With top level detective work, as with Grand Slam tennis, confidence is king, and even the most resilient of officers is vulnerable to the corrosive acid of self doubt after public humiliation. So an alkaline antidote is required for John Yates, who was promoted to Acting Deputy Commissioner of the Met as reward for acting out the part of someone seriously investigating the News of the World... dramatic history's most convincing portrayal of a serving policeman since Kenneth Williams in Carry On Constable. So I am pleased to introduce the confidence-rebuilding feature Yates of The Yard Down the Ages, our first instalment finding the time-travelling cop transported to Rome in March, 44 BC. "Right then, what's going on here?" "It ain't what it looks, Clouseauus Maximus, I never touched him." "Mr Brutus, you are holding a knife stained with Caesar's newly shed blood." "Yes, but I only pulled it out from his chest to try to save him." "Come, come, sir, I heard him cry, 'Et tu, Brute?' with his last breath not two minutes ago." "No wonder in all this commotion, chief, but you misheard. What he cried was, 'Yeti! You brute!' It was the abominable snowman, it come rampaging aht the Senate, and done him with the blade." "Honest?" "Straight up, guv. Why'd I want to kill him? He was like a father to me." "In that case, Mr B, sorry to have troubled you, and you're free to go. Case closed."

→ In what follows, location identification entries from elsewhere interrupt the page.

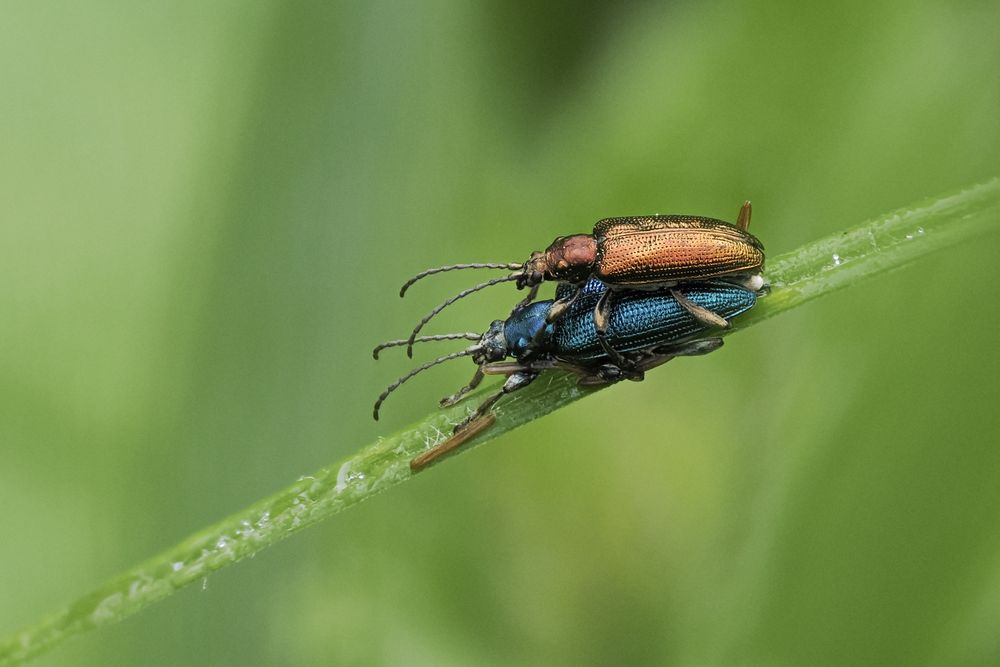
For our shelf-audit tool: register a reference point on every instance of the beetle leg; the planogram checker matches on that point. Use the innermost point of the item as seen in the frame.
(743, 219)
(517, 380)
(703, 315)
(556, 310)
(602, 312)
(454, 442)
(560, 306)
(457, 396)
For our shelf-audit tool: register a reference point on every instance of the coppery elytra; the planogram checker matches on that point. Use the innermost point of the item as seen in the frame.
(647, 328)
(638, 252)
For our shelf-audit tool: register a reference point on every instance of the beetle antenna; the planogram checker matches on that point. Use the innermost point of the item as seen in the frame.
(395, 385)
(454, 267)
(423, 339)
(464, 293)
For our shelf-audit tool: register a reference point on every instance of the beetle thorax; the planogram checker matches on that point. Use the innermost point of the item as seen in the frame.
(493, 344)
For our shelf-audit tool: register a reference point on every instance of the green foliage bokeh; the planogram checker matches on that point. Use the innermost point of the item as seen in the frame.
(206, 210)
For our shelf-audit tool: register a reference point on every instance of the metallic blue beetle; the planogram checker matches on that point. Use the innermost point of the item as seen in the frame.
(646, 328)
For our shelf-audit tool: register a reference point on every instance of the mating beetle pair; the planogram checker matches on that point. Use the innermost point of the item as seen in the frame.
(657, 268)
(642, 252)
(647, 329)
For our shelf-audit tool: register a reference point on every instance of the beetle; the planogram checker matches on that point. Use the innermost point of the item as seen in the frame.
(637, 252)
(647, 328)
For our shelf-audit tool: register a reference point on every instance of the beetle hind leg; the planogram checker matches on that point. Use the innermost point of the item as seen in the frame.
(602, 314)
(703, 315)
(743, 219)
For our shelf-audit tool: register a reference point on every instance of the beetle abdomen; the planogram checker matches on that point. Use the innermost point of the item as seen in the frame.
(643, 320)
(672, 248)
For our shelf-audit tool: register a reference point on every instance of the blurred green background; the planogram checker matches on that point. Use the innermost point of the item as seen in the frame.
(206, 210)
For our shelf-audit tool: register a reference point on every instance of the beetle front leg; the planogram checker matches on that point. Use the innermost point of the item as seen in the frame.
(454, 442)
(517, 380)
(448, 401)
(703, 315)
(530, 296)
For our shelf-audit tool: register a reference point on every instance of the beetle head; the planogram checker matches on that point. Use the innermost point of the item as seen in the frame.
(570, 258)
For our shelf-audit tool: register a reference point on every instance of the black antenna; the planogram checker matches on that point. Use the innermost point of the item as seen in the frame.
(423, 339)
(466, 292)
(455, 267)
(395, 385)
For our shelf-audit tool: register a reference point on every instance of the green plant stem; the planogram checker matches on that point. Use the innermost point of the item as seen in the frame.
(796, 277)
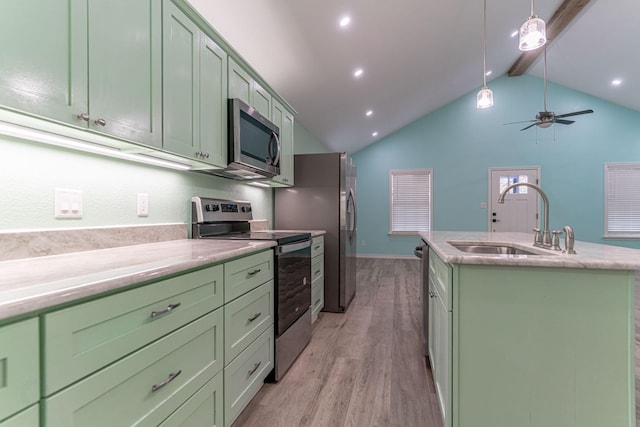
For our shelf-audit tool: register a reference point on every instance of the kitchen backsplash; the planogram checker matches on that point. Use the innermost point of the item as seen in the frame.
(16, 245)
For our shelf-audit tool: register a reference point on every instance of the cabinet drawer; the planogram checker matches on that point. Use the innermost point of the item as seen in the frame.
(19, 366)
(82, 339)
(245, 318)
(245, 375)
(440, 274)
(317, 297)
(202, 409)
(147, 386)
(242, 275)
(317, 268)
(317, 246)
(28, 418)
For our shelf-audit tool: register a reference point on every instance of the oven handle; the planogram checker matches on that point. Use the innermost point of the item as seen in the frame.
(292, 247)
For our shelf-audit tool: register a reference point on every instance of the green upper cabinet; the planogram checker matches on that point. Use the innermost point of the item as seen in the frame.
(41, 71)
(248, 90)
(94, 64)
(195, 90)
(284, 120)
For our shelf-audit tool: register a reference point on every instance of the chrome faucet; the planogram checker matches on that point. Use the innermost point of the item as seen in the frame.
(546, 235)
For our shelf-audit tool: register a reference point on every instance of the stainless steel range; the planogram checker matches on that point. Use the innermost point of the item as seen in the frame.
(228, 219)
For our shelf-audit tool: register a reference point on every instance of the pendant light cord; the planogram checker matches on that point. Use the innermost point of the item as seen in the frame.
(484, 52)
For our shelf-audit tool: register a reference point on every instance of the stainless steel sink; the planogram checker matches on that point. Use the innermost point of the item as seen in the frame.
(491, 249)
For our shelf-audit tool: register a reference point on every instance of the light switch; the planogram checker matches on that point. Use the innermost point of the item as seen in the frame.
(68, 203)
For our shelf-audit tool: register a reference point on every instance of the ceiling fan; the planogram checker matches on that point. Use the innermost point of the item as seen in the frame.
(545, 118)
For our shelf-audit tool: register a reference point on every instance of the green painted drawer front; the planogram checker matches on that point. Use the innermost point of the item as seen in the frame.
(28, 418)
(441, 275)
(317, 246)
(242, 275)
(246, 318)
(203, 409)
(245, 375)
(317, 297)
(317, 268)
(82, 339)
(19, 366)
(122, 394)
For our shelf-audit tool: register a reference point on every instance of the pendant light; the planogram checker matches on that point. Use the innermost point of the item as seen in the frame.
(485, 96)
(533, 33)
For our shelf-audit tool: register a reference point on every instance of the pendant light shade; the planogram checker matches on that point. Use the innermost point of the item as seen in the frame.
(485, 96)
(533, 33)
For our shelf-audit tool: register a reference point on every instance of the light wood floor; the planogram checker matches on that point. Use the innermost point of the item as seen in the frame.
(365, 367)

* Would that it were so easy to be charitable about executives at News International who told Yatesy there was nothing more to see here, show's over, on your way, etc. In fact, the Government might want to legislate to create a new offence: conspiracy to save police time.
Picking one highlight from this vexing affair is a struggle, but the nod goes to long-suspended NoW reporter Dan Evans. In the race for Excuse of the Month, Dan faced strong competition from both David Cameron (went to Rebekah Brooks's for dinner solely because she is "a constituent"), and Charlie Sheen (rushed to hospital with "a hernia"). But Dan takes it for explaining that he inadvertently accessed Kelly Hoppen's voicemail, having called the interior designer for entirely innocent reasons, after the keys on his phone "became stuck". Sheerest genius.
* If Rupert does get around to sacking Mr Beck – and I'd take 4-6 that he does before the year's out – there might be a transatlantic opening for our own leading shock jock. Jon Gaunt remains an arch News Corp loyalist despite losing his Sun column and the gig on defunct SunTalk radio. His stirring defence of Andy Gray and fellow Coventry native Richard Keys – that poor, poor city; Godiva, the Luftwaffe, now this brace of beauties – on 5 Live early last week looks, with hindsight, exquisitely well timed.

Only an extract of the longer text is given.